Z pielgrzymką do Sarajewa wybierał się już w roku 1994. Wówczas wizytę trzeba było odwołać, ponieważ organizatorzy nie byli w stanie zapewnić bezpieczeństwa Ojcu Świętemu. Jan Paweł II odprawił więc Mszę św. o pokój w tym regionie w Castel Gandolfo. Łącząc się duchowo z wiernymi na Bałkanach, odczytał homilię, którą miał wygłosić podczas Eucharystii w Sarajewie. Uczynił to w języku tych, do których było ono skierowane, czyli po bośniacku, aby podkreślić głęboki związek z umęczonymi wojną mieszkańcami Sarajewa.
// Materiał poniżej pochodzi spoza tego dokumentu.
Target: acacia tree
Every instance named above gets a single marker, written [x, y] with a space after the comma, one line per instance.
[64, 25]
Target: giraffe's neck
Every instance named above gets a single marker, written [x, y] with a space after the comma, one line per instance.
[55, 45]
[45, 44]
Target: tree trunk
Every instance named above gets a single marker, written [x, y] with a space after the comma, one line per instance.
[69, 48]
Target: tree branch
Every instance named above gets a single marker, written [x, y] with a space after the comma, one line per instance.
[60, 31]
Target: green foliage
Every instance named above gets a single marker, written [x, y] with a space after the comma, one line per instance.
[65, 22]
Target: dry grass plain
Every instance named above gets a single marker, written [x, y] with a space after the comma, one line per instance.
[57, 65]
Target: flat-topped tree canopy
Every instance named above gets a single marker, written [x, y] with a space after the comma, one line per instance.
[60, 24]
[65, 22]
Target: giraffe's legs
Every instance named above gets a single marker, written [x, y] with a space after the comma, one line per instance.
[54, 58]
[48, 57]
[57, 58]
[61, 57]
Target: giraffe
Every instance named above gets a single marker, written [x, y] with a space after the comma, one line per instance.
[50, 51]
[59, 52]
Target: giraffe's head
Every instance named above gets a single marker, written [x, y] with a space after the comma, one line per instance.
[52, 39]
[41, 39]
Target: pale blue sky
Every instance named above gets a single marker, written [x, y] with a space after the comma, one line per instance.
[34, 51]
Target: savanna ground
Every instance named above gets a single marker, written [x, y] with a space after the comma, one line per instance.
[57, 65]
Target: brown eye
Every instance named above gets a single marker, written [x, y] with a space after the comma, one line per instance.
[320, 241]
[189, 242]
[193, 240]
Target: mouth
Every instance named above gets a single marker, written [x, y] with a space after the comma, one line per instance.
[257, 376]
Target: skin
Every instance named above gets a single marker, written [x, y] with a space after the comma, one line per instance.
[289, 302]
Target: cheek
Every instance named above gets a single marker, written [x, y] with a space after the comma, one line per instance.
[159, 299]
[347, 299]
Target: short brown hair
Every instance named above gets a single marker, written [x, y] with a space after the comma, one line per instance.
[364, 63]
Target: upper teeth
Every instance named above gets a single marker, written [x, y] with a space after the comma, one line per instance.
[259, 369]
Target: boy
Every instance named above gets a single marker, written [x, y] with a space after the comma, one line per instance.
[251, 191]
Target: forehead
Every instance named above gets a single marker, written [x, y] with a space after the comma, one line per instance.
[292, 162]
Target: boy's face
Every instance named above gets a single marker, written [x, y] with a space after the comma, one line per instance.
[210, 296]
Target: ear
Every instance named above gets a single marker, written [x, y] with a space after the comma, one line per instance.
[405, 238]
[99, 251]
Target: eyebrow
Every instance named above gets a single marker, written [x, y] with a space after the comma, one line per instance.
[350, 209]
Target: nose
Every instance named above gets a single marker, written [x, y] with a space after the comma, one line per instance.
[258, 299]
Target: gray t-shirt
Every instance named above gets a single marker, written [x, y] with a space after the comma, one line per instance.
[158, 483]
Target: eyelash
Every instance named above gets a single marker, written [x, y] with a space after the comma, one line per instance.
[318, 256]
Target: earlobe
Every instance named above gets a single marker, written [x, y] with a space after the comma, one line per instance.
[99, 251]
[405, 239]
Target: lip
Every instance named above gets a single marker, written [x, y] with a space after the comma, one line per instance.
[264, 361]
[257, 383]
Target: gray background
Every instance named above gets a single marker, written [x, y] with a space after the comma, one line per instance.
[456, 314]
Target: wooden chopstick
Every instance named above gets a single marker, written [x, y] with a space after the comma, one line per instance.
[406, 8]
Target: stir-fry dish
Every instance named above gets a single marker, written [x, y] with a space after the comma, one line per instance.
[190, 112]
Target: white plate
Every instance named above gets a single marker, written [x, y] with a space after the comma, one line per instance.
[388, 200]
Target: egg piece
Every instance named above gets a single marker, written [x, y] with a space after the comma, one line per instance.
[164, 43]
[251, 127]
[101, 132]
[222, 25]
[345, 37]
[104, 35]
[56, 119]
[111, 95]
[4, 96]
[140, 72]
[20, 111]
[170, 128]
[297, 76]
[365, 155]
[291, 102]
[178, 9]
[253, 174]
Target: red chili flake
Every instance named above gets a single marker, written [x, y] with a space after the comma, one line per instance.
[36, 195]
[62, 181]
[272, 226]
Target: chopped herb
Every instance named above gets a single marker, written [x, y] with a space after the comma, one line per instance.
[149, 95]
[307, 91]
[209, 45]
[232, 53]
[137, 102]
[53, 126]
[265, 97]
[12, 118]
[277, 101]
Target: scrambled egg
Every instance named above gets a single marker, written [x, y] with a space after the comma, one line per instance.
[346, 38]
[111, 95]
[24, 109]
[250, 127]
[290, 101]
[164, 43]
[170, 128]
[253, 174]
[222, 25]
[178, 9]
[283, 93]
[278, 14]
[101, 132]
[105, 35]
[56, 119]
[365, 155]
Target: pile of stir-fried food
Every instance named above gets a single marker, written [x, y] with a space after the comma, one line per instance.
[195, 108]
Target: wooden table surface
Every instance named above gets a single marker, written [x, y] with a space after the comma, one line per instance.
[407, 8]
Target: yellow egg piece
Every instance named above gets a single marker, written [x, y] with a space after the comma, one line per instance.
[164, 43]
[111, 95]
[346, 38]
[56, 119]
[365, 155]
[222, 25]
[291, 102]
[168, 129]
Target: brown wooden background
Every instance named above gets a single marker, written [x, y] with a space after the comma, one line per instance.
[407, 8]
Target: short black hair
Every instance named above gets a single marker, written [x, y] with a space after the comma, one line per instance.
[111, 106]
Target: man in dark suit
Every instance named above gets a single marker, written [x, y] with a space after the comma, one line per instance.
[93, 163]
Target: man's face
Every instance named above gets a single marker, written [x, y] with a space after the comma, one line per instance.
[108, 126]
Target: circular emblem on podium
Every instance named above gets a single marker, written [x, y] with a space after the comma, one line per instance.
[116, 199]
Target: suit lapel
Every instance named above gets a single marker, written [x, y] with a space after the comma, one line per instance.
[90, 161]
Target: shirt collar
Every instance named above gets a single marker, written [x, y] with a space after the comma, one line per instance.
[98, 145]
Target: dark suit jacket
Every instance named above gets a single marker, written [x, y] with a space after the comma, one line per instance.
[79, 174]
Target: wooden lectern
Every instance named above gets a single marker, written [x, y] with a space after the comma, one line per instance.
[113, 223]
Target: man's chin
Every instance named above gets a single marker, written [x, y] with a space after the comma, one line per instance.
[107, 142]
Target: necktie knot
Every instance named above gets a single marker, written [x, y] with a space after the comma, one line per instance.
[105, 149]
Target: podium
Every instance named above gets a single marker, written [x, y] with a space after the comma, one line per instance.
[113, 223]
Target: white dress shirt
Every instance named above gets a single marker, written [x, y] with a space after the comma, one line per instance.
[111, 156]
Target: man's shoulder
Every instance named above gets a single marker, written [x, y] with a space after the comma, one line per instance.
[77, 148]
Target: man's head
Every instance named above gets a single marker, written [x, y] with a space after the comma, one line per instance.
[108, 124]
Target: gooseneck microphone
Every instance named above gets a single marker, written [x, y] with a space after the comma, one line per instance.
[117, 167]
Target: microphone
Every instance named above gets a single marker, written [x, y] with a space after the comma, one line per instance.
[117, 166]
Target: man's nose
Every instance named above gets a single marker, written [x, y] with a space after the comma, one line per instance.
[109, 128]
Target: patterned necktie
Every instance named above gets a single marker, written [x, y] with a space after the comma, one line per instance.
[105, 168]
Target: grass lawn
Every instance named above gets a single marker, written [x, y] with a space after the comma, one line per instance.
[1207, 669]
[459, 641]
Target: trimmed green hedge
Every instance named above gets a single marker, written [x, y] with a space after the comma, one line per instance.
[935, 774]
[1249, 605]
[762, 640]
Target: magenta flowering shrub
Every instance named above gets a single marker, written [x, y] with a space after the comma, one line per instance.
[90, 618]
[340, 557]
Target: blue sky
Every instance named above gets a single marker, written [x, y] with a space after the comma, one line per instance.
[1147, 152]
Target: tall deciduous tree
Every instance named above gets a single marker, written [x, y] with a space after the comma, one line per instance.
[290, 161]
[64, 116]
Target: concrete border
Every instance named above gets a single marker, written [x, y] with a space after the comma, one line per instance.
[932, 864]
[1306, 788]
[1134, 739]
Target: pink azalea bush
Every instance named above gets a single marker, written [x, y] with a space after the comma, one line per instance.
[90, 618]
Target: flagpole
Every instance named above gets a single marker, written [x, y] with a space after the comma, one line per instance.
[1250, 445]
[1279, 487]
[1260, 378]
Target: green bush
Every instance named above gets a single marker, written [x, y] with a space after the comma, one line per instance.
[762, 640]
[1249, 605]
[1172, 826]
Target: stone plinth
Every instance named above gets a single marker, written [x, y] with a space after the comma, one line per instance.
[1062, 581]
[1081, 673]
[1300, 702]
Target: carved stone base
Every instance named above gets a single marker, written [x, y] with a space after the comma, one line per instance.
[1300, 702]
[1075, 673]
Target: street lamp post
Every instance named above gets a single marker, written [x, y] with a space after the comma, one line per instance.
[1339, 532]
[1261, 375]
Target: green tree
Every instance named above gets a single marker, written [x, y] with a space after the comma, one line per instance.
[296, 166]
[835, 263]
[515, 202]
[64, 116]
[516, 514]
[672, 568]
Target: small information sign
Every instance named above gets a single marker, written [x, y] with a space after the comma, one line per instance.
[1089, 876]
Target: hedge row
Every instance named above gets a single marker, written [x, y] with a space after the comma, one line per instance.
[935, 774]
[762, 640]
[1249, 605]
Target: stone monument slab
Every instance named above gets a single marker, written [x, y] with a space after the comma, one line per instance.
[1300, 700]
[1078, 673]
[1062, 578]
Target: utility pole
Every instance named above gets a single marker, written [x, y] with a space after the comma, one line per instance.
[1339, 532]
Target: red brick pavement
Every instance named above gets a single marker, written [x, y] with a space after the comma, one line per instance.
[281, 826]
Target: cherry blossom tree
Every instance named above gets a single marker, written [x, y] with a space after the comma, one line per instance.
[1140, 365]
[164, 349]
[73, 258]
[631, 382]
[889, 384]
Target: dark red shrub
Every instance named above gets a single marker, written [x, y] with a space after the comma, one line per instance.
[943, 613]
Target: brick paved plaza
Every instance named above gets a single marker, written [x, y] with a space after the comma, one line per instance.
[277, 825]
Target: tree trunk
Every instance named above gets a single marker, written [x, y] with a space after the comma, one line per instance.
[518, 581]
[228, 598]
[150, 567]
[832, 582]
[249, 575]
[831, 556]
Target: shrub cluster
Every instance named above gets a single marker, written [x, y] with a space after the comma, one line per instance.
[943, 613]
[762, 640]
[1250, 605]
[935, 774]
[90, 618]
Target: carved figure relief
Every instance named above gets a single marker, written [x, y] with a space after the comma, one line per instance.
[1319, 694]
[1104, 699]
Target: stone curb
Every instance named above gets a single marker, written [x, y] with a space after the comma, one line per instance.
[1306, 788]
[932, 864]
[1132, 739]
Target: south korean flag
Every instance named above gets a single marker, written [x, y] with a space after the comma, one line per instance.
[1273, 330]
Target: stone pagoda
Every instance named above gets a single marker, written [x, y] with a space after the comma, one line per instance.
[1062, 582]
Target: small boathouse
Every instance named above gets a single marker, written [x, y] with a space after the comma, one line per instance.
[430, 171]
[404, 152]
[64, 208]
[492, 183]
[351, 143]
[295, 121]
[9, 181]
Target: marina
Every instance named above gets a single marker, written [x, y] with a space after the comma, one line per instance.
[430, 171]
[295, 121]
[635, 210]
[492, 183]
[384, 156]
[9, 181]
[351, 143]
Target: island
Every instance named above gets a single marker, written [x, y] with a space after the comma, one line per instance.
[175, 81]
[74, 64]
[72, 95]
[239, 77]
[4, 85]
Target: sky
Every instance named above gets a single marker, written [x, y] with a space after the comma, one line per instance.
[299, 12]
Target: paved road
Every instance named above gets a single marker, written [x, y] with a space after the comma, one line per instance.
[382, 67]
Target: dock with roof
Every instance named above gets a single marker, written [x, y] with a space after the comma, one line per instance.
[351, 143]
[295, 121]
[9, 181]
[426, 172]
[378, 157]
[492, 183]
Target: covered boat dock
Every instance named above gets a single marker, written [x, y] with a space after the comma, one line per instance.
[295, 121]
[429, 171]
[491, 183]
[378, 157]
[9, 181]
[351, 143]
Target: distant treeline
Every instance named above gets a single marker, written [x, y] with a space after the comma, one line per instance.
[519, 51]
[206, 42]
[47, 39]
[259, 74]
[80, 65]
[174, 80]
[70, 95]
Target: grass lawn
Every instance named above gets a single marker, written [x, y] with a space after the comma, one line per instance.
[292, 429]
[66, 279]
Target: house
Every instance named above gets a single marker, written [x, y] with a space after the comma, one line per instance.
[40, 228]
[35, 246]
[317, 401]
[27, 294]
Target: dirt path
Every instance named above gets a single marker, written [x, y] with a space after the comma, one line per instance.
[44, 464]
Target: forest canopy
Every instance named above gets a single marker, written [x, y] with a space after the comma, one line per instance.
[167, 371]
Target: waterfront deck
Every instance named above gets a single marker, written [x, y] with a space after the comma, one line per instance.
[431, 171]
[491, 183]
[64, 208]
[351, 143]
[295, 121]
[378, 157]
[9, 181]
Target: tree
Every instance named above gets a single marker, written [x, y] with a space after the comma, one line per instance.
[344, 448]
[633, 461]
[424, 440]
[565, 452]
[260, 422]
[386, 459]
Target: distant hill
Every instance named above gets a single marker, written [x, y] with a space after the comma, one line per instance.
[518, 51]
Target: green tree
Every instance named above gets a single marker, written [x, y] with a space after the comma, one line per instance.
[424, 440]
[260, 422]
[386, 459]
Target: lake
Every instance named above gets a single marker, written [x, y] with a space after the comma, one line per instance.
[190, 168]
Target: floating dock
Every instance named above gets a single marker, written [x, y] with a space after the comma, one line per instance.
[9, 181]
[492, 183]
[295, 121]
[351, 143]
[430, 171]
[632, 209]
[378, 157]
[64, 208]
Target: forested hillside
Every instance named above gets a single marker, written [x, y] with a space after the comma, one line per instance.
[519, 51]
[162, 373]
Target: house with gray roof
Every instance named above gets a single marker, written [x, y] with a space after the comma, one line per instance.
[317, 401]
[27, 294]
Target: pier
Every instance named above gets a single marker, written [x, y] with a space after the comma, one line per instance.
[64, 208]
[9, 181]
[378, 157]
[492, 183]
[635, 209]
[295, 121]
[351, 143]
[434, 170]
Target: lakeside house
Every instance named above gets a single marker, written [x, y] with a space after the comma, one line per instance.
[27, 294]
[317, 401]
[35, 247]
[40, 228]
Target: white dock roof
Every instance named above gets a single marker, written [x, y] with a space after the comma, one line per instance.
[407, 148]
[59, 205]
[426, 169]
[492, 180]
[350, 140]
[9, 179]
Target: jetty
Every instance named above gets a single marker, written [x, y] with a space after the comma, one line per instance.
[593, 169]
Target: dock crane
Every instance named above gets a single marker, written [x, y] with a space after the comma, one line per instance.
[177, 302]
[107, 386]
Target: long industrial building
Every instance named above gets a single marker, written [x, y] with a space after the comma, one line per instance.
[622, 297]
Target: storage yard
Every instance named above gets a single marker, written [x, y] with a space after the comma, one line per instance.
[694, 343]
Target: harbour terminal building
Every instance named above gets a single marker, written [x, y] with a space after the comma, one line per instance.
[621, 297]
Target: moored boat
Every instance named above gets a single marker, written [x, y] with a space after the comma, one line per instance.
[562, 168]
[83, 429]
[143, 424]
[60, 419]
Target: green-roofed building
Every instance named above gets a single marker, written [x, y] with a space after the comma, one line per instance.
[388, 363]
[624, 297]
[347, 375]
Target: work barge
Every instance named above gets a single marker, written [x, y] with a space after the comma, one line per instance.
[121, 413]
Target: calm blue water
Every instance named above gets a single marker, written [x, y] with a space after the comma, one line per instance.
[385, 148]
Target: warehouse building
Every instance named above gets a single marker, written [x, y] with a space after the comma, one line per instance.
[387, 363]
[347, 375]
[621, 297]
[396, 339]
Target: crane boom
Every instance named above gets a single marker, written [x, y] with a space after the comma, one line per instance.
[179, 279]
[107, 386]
Kiedy przybył do Sarajewa w kwietniu 1997 roku, powiedział: „Nigdy więcej wojny! Nigdy więcej nienawiści i nietolerancji! (...) Nieludzką logikę przemocy trzeba zastąpić konstruktywną logiką pokoju. Żądza zemsty musi ustąpić miejsca wyzwalającej mocy przebaczenia, która sprzeciwia się fanatycznym nacjonalizmom, prowadzącym do konfliktów etnicznych”.
* * *
W styczniu 1986 roku na zakończenie Tygodnia Modlitw o Jedność Chrześcijan Jan Paweł II powiedział: „Stolica Apostolska pragnie przyczynić się do powstania światowego ruchu modlitwy o pokój, który przekraczając granice państw i angażując wiernych wszystkich wyznań, ogarnie cały świat.
(...) Jestem w trakcie konsultacji z przywódcami nie tylko różnych Kościołów i Wspólnot chrześcijańskich, ale także innych religii świata w sprawie przygotowań do spotkania w Asyżu na modlitwie o pokój”. Komentatorzy zgodnie twierdzą, że to najbardziej niezwykła, oryginalna inicjatywa pokojowa Jana Pawła II.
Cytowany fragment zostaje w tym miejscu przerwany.